Das war die Kurzintervention von Herrn Kollegen Wendt. Gibt es darauf eine Reaktion? – Das kann ich nicht erkennen. Wir fahren in der Rednerrunde fort. Gibt es weiteren Redebedarf aus den Fraktionen? – Das kann ich nicht erkennen. Damit hat jetzt die Staatsregierung das Wort. Das Wort ergreift Frau Staatsministerin Kurth.

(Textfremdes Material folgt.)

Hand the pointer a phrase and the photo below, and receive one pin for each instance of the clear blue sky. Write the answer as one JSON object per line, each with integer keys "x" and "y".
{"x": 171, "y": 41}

Sehr geehrter Herr Präsident! Meine sehr geehrten Damen und Herren Abgeordneten! Die Debatte hat an mehreren Stellen auf die jüngsten Verlautbarungen der aktuellen Bertelsmann-Studie verwiesen. Diese Studie stellt Sachsen an das Ende der Skala und nimmt sehr einseitig Bezug auf den Personalschlüssel. Einige Worte von mir dazu:

Die Zahlen stammen aus dem Jahr 2014, also bevor die Änderung des Sächsischen Kita-Gesetzes beschlossen wurde. Zum anderen – dieser Punkt ist mir noch sehr viel wichtiger als der Punkt mit den Zahlen –: Die Qualität der pädagogischen Arbeit, ob in der Kita, in der Schule oder im universitären Bereich, lässt sich nicht allein mit einer nominalen Personalausstattung oder der Finanzausstattung messen. Qualität misst sich vielmehr an der Arbeit der beteiligten Menschen.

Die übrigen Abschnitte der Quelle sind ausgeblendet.